Question

How do you find the axis of symmetry, vertex and x intercepts for \[y={{x}^{2}}-6x+5\]?

Answer 1

Hint: Now in the given equation we will first differentiate the equation and equate to zero to find minimum of the graph. Now substituting the value of x we will find the corresponding value of y to find the coordinates of minima of the graph. This minima is nothing but vertices. Now the axis of symmetry is nothing but a line parallel to y axis passing through vertex. Hence we have the axis of symmetry. Now to find the x intercepts we will find the roots of the equation by splitting the middle term such that the product of the terms is multiplication of first and last term. Now we will simplify and find the roots.

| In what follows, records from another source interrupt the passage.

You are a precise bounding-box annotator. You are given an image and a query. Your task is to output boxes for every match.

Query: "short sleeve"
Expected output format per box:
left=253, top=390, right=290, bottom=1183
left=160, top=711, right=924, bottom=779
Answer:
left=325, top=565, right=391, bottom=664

Complete step by step solution:
Now consider the given quadratic equation \[y={{x}^{2}}-6x+5\]
Now we know that vertex is nothing but the minimum point on the graph of function.
To find vertex we will use the condition for extremum which is $f'\left( x \right)=0$
Now on differentiating the given quadratic and equating with zero we get,
$\begin{align}
  & \Rightarrow 2x-6=0 \\
 & \Rightarrow 2x=6 \\
 & \Rightarrow x=3 \\
\end{align}$
Now on substituting x = 3 in the expression we get
$\begin{align}
  & \Rightarrow y={{3}^{2}}-6\left( 3 \right)+5 \\
 & \Rightarrow y=9-18+5 \\
 & \Rightarrow y=-4 \\
\end{align}$
Hence we get the minimum point on the graph is $\left( 3,-4 \right)$
Now since this is nothing but vertex we have the coordinates of vertex is $\left( 3,-4 \right)$
Now if $\left( h,k \right)$ is the vertex of the quadratic then x = h is the axis of symmetry.
Hence we have x = 3 is the axis of symmetry for graph of \[y={{x}^{2}}-6x+5\] .
Now we want to find the x intercept for the given equation.
Now x intercept is nothing but the roots of the equation.
Now consider the equation \[{{x}^{2}}-6x+5=0\]
To find the roots we will split the middle term.
To use this method we will split the middle term of the equation such that their product is multiplication of first term and last term. Hence we have,
$\begin{align}
  & \Rightarrow {{x}^{2}}-5x-x+5=0 \\
 & \Rightarrow x\left( x-5 \right)-1\left( x-5 \right)=0 \\
 & \Rightarrow \left( x-1 \right)\left( x-5 \right)=0 \\
\end{align}$
Hence the roots of the given equation is x = 1 and x = 5.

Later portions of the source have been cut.